Bill Morgan Interview
Bill Morgan has worked most of his life as a mechanical engineer with a myriad of experiences and projects in all areas of life. He served in the Navy for 38 years and even applied his skill set to the design of submarines. However, after he retired from the Navy, he wanted to keep pursuing a passion that he kept close to his heart. This passion, poetically, was getting other people to realize their own passions, and after he got a call from AzOSA, he would have the perfect playing field for his calling.
Bill Morgan effectively does free counseling for AzOSA, it includes teaching lectures and being on stand-by at certain events. There are many different lectures Morgan teaches but most of his are geared towards tips for arguments with atheists and evolutionists, and a special lecture designed like a gameshow to get the audience involved. The counseling side is a little different, as it involves digging deep with other people to discover their beliefs and why. Through his counseling experience and work ethic, Morgan has seen that people are actually very similar to ducks on water: above they look calm and collected, but underneath they’re kicking up a storm in spontaneous rounds of flapping to and fro.

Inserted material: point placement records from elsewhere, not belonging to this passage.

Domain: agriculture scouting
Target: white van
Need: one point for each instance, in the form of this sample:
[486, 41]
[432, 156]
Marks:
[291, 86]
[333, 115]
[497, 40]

This passion stemmed from, of course, personal fruition in Morgan’s life. As he attended school, he was often taught evolution as for how the world came to be, he took it at face value from his teachers for many years. Until, he started studying the actual science behind evolution, and from looking at science, Morgan concluded that the only logical solution is that there is a God.
Morgan took this revelational experience very seriously, to the point where he felt genuinely lied to for so long. He puts an extreme focus on the importance of teaching the youth and felt very genuine when thinking about how so many youths are being lied to not only about what they should study but also about what plain truth is in the world.

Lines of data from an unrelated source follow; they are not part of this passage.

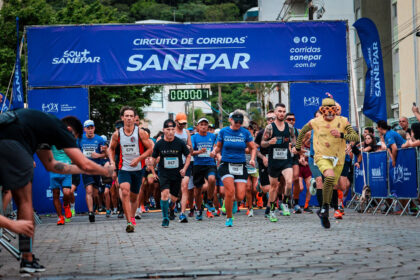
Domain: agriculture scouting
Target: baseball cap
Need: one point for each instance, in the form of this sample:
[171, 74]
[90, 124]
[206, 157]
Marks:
[88, 123]
[181, 118]
[168, 123]
[203, 120]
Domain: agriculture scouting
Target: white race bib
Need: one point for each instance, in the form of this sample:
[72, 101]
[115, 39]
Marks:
[129, 150]
[279, 153]
[236, 169]
[334, 160]
[171, 162]
[205, 154]
[88, 151]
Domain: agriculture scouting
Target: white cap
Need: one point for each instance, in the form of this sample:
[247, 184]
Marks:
[203, 120]
[88, 123]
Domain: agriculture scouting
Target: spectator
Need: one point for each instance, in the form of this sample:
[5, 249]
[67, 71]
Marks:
[404, 126]
[416, 112]
[392, 139]
[415, 137]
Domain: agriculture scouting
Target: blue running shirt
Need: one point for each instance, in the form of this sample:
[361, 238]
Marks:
[234, 144]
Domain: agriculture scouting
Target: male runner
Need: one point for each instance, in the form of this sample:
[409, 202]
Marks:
[204, 166]
[91, 145]
[182, 133]
[171, 168]
[277, 136]
[135, 147]
[329, 141]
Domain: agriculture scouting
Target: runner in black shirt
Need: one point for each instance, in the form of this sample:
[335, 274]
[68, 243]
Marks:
[171, 169]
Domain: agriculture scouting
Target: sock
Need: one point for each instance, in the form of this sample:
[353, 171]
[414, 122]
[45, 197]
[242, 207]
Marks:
[319, 197]
[334, 201]
[272, 206]
[164, 205]
[327, 190]
[306, 203]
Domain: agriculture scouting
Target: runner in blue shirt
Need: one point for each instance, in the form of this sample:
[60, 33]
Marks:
[91, 144]
[232, 142]
[204, 166]
[393, 140]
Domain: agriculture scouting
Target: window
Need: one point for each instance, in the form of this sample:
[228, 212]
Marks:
[157, 100]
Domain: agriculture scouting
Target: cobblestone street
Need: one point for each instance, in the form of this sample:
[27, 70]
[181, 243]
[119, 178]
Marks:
[361, 246]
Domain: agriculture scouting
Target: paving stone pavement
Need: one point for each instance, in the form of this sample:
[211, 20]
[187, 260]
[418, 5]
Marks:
[361, 246]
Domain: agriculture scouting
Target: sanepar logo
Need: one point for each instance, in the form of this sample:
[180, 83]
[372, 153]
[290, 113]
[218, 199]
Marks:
[76, 57]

Despite the number of people today that believe in evolution and that God doesn’t exist, Morgan has said in his experience there is also no shortage of open-minded people when you evangelize to them correctly. At the end of the day, Morgan says, most people who don’t believe in God either feel hurt by God, or they’ve never truly examined all the evidence for why He exists. A striking conclusion Morgan has come to is that “there are no science-based atheists,” because real science does not support the theory of evolution, but it does support the fact of God.
Morgan’s personal favorite lecture to teach on this fact is the lecture titled Can you witness to evolutionists & atheists? or the TWO lecture, as Morgan calls it. It’s a lecture centered around two questions: why do you believe in God? And what about evolution? Discussing these two questions essentially segue into a third: what do you think will happen to you at death? No matter the response to that third question, it leads to the definitive example of why God exists. All the proof for God’s existence lay within your own two eyes.

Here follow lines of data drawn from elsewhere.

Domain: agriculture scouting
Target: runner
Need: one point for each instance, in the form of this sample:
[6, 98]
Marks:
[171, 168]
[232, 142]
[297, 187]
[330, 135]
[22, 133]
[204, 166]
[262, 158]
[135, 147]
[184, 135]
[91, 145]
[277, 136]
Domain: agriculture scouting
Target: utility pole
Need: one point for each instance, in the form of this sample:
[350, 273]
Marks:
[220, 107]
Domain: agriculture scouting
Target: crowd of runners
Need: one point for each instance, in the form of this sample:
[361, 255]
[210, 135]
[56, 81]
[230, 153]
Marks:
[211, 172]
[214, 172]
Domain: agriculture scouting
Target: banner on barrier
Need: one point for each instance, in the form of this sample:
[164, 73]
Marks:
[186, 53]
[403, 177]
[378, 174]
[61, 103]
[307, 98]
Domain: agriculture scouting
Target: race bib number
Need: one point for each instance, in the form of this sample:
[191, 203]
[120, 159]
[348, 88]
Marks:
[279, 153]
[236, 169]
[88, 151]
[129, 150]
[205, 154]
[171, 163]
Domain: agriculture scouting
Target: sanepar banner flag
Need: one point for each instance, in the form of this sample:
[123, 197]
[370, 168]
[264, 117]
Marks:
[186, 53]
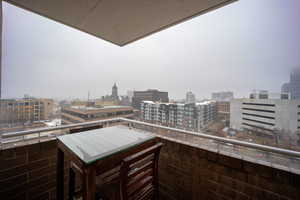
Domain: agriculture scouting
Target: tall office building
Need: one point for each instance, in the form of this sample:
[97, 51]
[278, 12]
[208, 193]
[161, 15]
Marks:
[222, 96]
[293, 87]
[285, 88]
[265, 115]
[148, 95]
[190, 97]
[295, 84]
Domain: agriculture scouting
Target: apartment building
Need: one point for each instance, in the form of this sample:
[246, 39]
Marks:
[193, 116]
[206, 112]
[15, 112]
[223, 110]
[190, 97]
[78, 114]
[265, 115]
[148, 95]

Morgan inspirationally uses the artistic and divine design of the human eye to show not the result of chance but the result of intended construction. The crux of this reasoning lies not only in that the human eye is still more advanced than any camera we can produce but in the crucial reliance we have on the optic nerve. Each eye has an optic nerve that connects with one another at the brain, and without this nerve, the eye would be substantially useless. Our ability to see rests on two tiny nerves, with millions of nerve fibers within them to function properly. Thus, there are only two explanations for how this came to be: either it was the result of chance or design.
Bill Morgan is speaking at many of this month’s AzOSA lectures. He considers himself to be the luckiest guy you’ll ever meet and absolutely adores all things about evangelizing, (including an enjoyable pastime of evangelizing to telemarketers). He is excited to meet anyone who attends and wants to remind everyone to make sure to bring the kids.